Бабушка вышла, похоронила мурашечное тело курицы в мусорном ящике и, вернувшись, достала из чемодана пакет с лекарствами. Коробочки с гомеопатией, чтобы не открывались, были туго стянуты вместе резинкой для волос. Бабушка стала снимать резинку, сделала неловкое движение, и произошло ужасное — коробочки выскочили у нее из рук, по полу запрыгала масса белых шариков…
Я очень боялся бабушкиных проклятий, когда был их причиной. Они обрушивались на меня, я чувствовал их всем телом — хотелось закрыть голову руками и бежать, как от страшной стихии. Когда же причиной проклятий была оплошность самой бабушки, я взирал на них словно из укрытия. Они были для меня зверем в клетке, лавиной по телевизору. Я не боялся и только с трепетом любовался их бушующей мощью.

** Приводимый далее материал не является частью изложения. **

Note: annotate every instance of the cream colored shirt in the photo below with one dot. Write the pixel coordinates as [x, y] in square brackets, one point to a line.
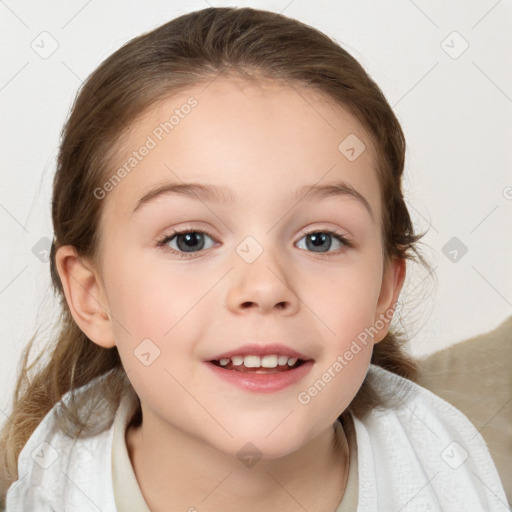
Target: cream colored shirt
[417, 453]
[127, 493]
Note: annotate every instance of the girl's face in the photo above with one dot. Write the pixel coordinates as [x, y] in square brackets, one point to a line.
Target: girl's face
[255, 271]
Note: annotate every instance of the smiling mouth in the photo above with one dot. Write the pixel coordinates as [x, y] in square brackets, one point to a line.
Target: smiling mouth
[256, 364]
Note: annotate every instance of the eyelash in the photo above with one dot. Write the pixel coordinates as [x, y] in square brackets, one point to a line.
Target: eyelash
[162, 243]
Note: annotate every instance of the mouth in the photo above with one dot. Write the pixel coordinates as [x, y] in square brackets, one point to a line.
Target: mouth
[261, 368]
[267, 364]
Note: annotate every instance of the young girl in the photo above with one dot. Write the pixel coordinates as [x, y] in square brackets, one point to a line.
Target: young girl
[230, 244]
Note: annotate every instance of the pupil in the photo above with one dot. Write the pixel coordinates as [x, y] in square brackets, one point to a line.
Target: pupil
[317, 239]
[190, 239]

Лавина, обрушившаяся в купе, была громадна. Она зародилась, когда бабушка уронила сумку, чудом удержалась, когда в курице обнаружились осколки, и теперь сошла во всем своем великолепии. Что это были за проклятия! Стук колес звучал за ними, как тиканье часов! Какое счастье, что не я рассыпал гомеопатию!
Когда плафон на потолке погас и купе осветилось мрачным светом серо-голубого ночника, бабушка уложила меня спать. Она велела мне лечь ногами к окну, чтобы не надуло в голову, а чтобы не надуло в ноги, закутала их вторым одеялом. Спал я плохо. Всю ночь на меня катились огромные железные шары и колеса. Они соударялись, сталкивались надо мной со страшным грохотом, я бегал между ними, боясь быть раздавленным, и просыпался, когда некуда было бежать. Проснувшись в очередной раз, я заметил, что уже утро.